En vue d’appuyer la mise en oeuvre de la taxe de vente harmonisée, le gouvernement propose de modifier la LAF afin d’autoriser le ministre des Finances et le lieutenant-gouverneur en conseil à accorder certains paiements ou crédits à une personne, lorsque cela est dans l’intérêt public, en ce qui a trait à la composante provinciale de la taxe payée en vertu de la partie IX de la Loi sur la taxe d’accise du Canada.

Afin de clarifier la qualification de l’argent reçu à une fin spéciale, le gouvernement propose de modifier la LAF pour définir cet argent comme étant des deniers publics, sauf s’il y a une indication contraire dans une autre loi.

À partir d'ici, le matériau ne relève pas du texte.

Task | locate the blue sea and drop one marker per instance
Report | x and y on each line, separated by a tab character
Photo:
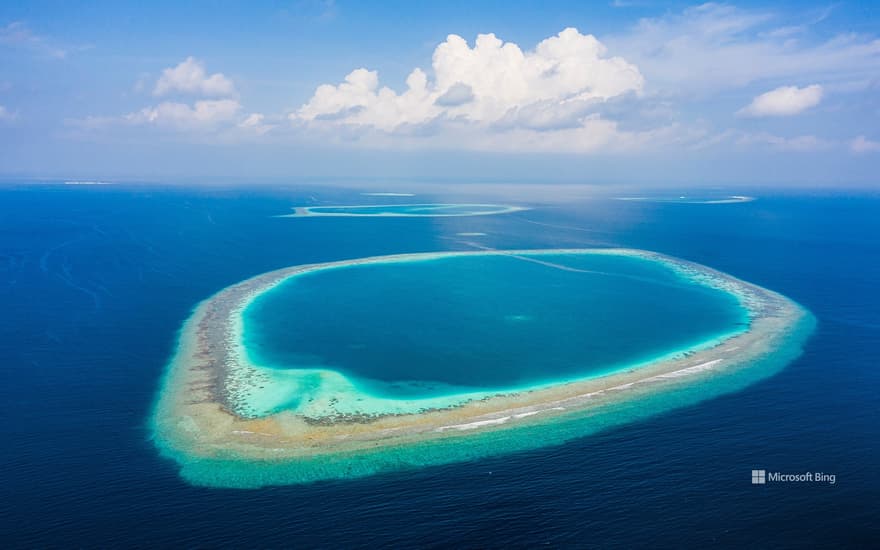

Pour assurer la communication transparente des dépenses de fonctionnement des conseils scolaires, le gouvernement propose de modifier la LAF pour y intégrer une nouvelle catégorie de charges hors trésorerie pour les subventions de fonctionnement pour les conseils scolaires en ce qui a trait aux impôts fonciers prélevés aux fins scolaires. Cela permettrait de tenir compte du financement des conseils scolaires à partir des impôts fonciers prélevés aux fins scolaires dans le Budget des dépenses du ministère de l’Éducation.

Le gouvernement déposera la Loi supplémentaire de 2009 portant affectation anticipée de crédits pour 2010-2011, qui se greffera à la Loi de 2009 portant affectation anticipée de crédits pour 2010-2011, afin d’accorder le reste du pouvoir légal provisoire d’engager les dépenses de 2010‑2011. Il faudrait que toutes les dépenses en vertu de la Loi proposée soient autorisées, que le Budget des dépenses imprimé soit approuvé par l’Assemblée législative, et que la Loi proposée soit abrogée une fois que la Loi de crédits de l’exercice 2010‑2011 aurait été adoptée.